In the letter, the attorneys said they advised Wilcox that if he were guilty, he should confess and show remorse. "We have been advised that remorse is one of the considerations that the Board could factor in determining whether someone should be granted parole. Mr. Wilcox advised us he could not admit to a crime for which he was not responsible, even if it meant foregoing his chance for parole."

WIlcox was administered a polygraph test last month by a retired Federal Bureau of Investigation polygrapher, Cliff Cormany, who said the results "were overwhelming in favor of Mr. Wilcox's truthfulness that Mr. Wilcox did not commit the crime." This test was reviewed by another polygrapher who reached the same conclusion.

The main body of evidence presented to the Parole Board centers on testimony offered by two elderly employees of the Wilcox family -- Ed Wrentz and Lorenzo Marshall. Wilcox's attorneys state the case hinged on the testimony of the two men, which was forced from them by police and which both later recanted -- in Marshall's case, during the trial. "(Wrentz and Marshall) stated they were scared and Mr.

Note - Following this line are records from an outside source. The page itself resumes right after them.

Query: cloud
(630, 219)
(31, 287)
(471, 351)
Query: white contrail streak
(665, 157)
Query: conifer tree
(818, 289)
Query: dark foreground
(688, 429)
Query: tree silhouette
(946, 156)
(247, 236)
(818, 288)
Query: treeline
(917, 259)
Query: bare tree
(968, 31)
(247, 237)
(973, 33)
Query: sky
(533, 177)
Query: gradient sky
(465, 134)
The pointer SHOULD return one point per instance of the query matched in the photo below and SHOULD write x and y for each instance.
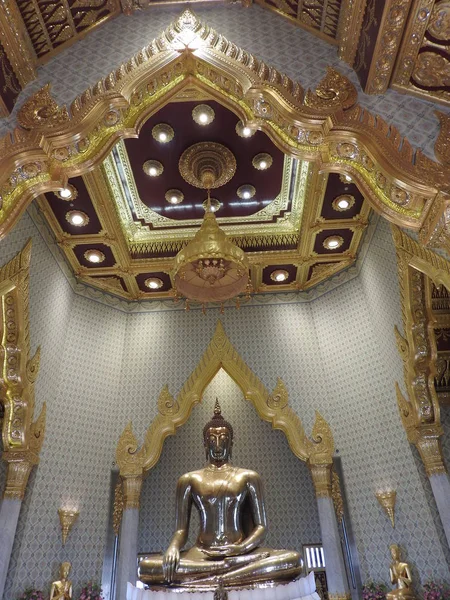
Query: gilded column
(128, 544)
(22, 438)
(419, 407)
(338, 587)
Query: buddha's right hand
(171, 560)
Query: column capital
(321, 475)
(132, 486)
(18, 471)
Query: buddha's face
(218, 444)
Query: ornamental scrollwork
(42, 111)
(167, 405)
(128, 457)
(334, 91)
(279, 397)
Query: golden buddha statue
(226, 550)
(62, 590)
(400, 574)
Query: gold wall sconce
(67, 518)
(387, 500)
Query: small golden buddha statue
(228, 550)
(400, 574)
(62, 589)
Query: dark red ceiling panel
(345, 234)
(267, 271)
(338, 187)
(80, 249)
(187, 132)
(165, 278)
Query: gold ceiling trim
(139, 235)
(173, 413)
(419, 410)
(59, 145)
(22, 438)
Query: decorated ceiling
(121, 225)
(310, 165)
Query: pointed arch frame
(173, 413)
(326, 127)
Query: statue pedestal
(300, 589)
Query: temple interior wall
(101, 368)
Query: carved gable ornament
(173, 413)
(325, 126)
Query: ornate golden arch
(22, 438)
(173, 413)
(327, 127)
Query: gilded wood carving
(324, 127)
(274, 408)
(419, 409)
(22, 438)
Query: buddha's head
(218, 438)
(64, 570)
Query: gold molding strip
(22, 438)
(53, 144)
(173, 413)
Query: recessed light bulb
(77, 219)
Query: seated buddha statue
(229, 548)
(62, 589)
(400, 574)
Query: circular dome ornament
(207, 165)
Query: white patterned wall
(296, 52)
(102, 367)
(289, 494)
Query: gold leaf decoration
(42, 111)
(279, 397)
(167, 405)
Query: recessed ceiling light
(68, 193)
(94, 256)
(152, 168)
(203, 114)
(333, 242)
(163, 133)
(262, 161)
(246, 191)
(174, 196)
(279, 275)
(215, 204)
(343, 202)
(244, 130)
(77, 218)
(154, 283)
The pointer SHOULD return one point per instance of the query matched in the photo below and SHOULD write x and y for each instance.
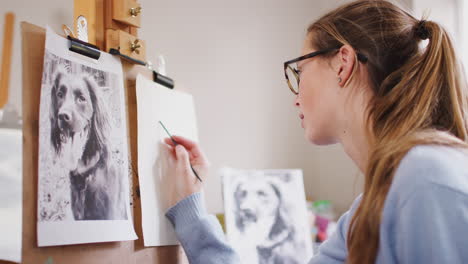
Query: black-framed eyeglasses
(292, 73)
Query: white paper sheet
(10, 194)
(86, 107)
(266, 215)
(176, 111)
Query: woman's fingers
(191, 146)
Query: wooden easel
(131, 252)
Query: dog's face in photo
(77, 121)
(256, 201)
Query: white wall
(229, 55)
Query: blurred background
(229, 55)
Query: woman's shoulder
(426, 166)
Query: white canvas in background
(176, 111)
(83, 192)
(11, 202)
(266, 215)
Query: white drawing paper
(266, 215)
(83, 192)
(11, 202)
(176, 111)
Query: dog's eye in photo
(81, 99)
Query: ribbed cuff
(187, 211)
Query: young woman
(399, 107)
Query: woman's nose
(296, 102)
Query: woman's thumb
(181, 153)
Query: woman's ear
(346, 60)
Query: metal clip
(134, 11)
(134, 46)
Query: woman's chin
(317, 138)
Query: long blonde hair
(419, 97)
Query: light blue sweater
(425, 217)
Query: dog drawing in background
(262, 219)
(80, 130)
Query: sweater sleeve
(432, 226)
(200, 234)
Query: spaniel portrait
(261, 216)
(80, 132)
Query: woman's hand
(177, 178)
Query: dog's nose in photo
(65, 117)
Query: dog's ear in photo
(100, 124)
(58, 76)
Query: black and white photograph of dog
(263, 212)
(82, 177)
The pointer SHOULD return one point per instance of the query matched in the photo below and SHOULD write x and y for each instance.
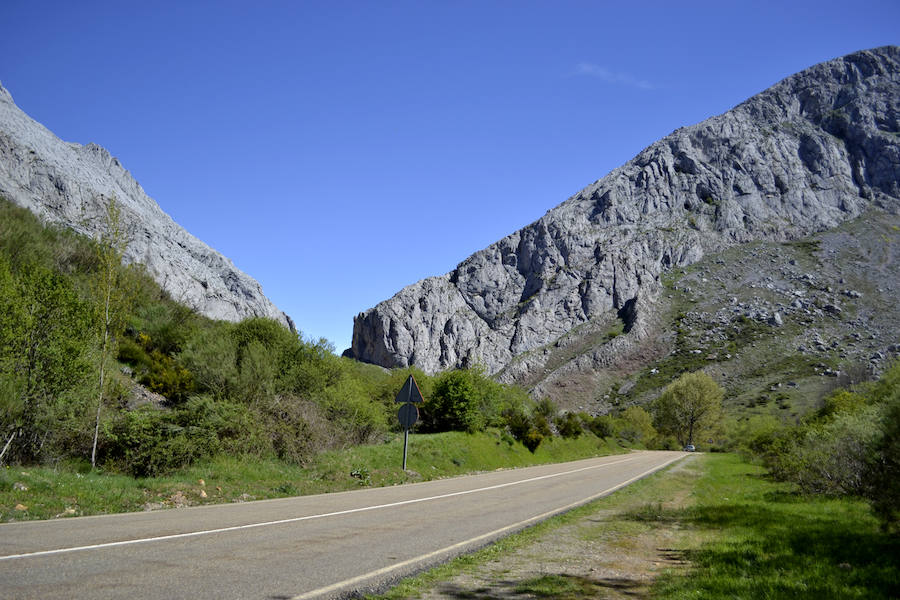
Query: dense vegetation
(848, 447)
(78, 329)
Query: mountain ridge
(71, 184)
(813, 151)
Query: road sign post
(408, 414)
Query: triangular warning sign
(410, 392)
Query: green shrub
(569, 426)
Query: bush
(569, 426)
(882, 473)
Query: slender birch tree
(113, 301)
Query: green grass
(767, 541)
(561, 587)
(743, 535)
(72, 489)
(604, 525)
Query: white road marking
(176, 536)
(349, 583)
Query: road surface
(322, 546)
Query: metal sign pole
(405, 445)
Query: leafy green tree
(455, 405)
(569, 425)
(881, 479)
(112, 302)
(636, 425)
(690, 407)
(46, 333)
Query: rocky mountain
(71, 185)
(584, 288)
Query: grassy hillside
(838, 324)
(175, 389)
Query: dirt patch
(609, 553)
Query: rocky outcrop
(71, 184)
(814, 150)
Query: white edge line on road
(175, 536)
(347, 583)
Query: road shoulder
(608, 549)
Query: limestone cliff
(71, 184)
(811, 152)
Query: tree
(636, 425)
(112, 301)
(690, 407)
(42, 353)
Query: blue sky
(338, 151)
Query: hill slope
(71, 184)
(818, 149)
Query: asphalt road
(306, 547)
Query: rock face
(70, 184)
(816, 149)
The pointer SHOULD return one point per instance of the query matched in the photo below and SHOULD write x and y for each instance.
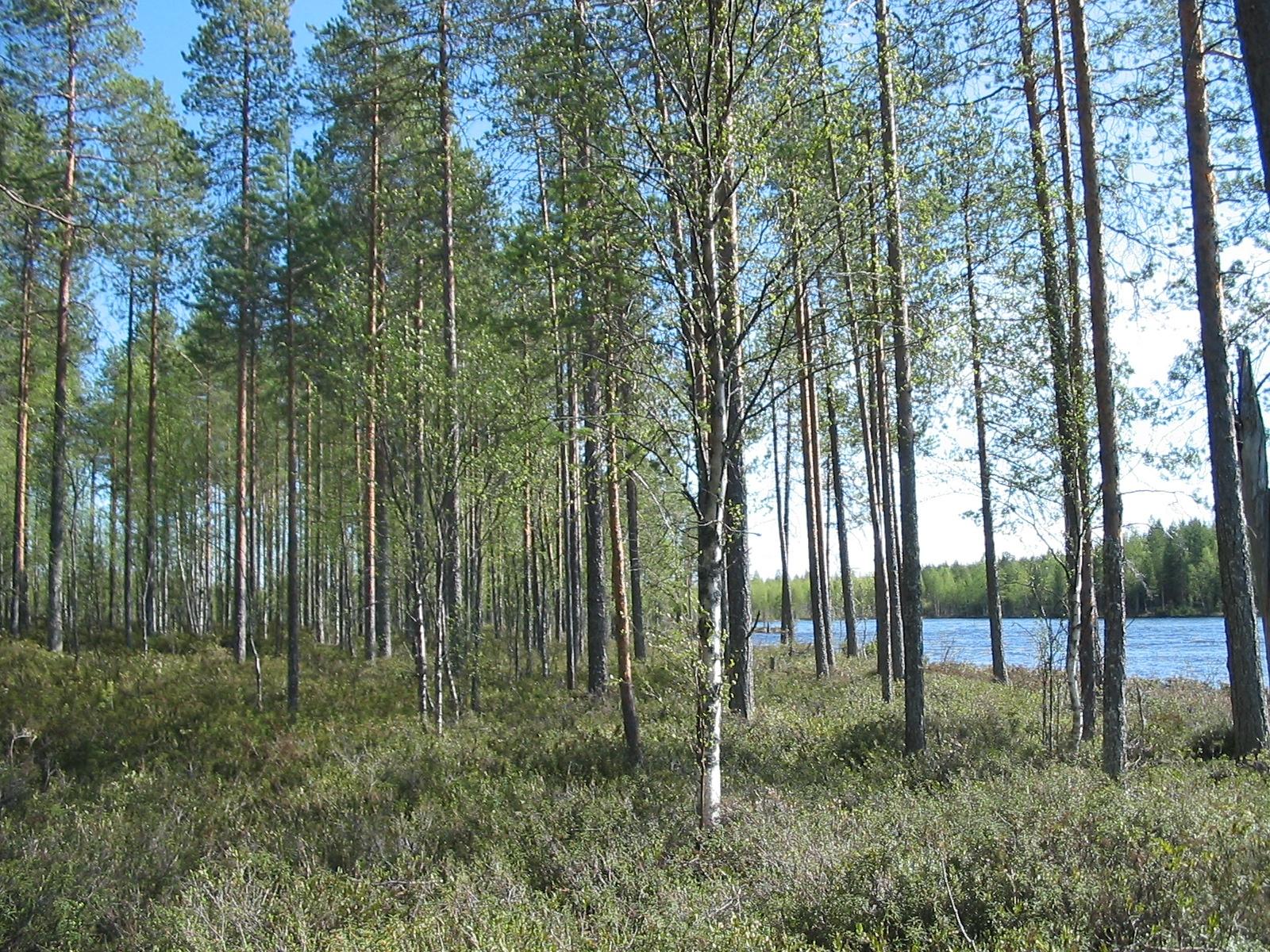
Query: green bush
(146, 805)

Charlie Spray (police investigator) threatened them with jail and the death penalty if they did not accuse Mr. Wilcox of the crime," stated Wilcox's attorneys.

The statement continues that evidence of the "forced" statements was not available to the defense prior to the trial, but were available to Judge Wilbur Owens, who ruled their testimony as "coerced and not believable" in the decision that released Wilcox from prison in 1985.

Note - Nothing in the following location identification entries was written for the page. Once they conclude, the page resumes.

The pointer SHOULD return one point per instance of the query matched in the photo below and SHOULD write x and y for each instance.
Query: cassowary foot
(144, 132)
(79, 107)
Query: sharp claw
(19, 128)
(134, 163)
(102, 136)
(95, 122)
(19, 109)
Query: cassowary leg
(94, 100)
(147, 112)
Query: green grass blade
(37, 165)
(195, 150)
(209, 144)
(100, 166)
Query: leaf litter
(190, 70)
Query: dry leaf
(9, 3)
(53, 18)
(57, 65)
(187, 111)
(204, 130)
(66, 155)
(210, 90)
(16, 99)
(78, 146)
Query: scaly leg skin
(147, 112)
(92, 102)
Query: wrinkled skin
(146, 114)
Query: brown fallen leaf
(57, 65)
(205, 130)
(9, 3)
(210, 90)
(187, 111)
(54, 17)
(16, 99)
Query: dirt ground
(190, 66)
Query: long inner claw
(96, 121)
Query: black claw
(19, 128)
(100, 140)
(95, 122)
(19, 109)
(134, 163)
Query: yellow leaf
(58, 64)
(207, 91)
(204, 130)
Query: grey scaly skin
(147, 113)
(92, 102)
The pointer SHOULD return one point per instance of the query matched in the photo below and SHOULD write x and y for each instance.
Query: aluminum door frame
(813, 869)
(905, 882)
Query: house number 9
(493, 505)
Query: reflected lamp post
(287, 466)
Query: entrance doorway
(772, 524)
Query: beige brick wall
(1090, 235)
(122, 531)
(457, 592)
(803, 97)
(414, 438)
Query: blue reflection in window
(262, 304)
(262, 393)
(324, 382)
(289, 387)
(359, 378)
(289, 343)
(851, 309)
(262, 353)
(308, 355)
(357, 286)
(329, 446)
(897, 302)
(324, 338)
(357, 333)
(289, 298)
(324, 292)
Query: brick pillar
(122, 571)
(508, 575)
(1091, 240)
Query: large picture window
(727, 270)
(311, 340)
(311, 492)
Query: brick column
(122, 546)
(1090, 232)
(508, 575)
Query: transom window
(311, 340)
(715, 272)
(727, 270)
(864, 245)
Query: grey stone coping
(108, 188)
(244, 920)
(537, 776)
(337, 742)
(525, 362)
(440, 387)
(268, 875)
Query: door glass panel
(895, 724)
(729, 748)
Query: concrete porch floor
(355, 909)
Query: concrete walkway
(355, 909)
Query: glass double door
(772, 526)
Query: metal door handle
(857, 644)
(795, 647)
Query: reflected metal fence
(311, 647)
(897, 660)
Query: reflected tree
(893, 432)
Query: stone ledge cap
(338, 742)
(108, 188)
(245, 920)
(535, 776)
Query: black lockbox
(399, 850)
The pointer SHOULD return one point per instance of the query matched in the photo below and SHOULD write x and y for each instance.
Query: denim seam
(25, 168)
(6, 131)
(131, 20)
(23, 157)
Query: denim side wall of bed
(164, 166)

The information presented to the Board also includes references to Charlie Spray's April 1995 arrest and conviction for stealing government property when he was Valdosta Police chief. The letter said Spray was investigated after allegations were made that he tampered with evidence during a murder investigation involving a police officer suspected of committing a double homicide.

The letter also states that today, no district attorney would present the same evidence to a grand jury, in their opinions.

In reference to Wilcox as no threat, the letter states that he has been a trustee at Reidsville State Prison since 1993 where he serves as a fireman. "He is housed outside of the prison compound and security perimeter at the fire station with virtually no correctional officer supervision. He has received commendations not only for his conduct, but also for the positive service he has rendered as a fireman and EMT assistant.

The letter says that Wilcox has paid his debt to society for a crime he has maintained he did not commit. Statistics provided by the parole board said 552 lifers were granted parole between 1991 and 1999, with their average sentence being 15 years, it states.

The attorneys also point out that Wilcox did not attempt to flee during the five weeks before his return to prison after the federal court overturned his release. They also encourage the board to meet with Wilcox although they state in the letter that it is unusual for that to occur. However, the letter asks the board to consider Wilcox's clean record prior to the conviction if they will not consider the other evidence.

They maintain that Wilcox has never been a threat to citizens. "He was a model citizen before his conviction, he has been a model prisoner and he will be a model parolee."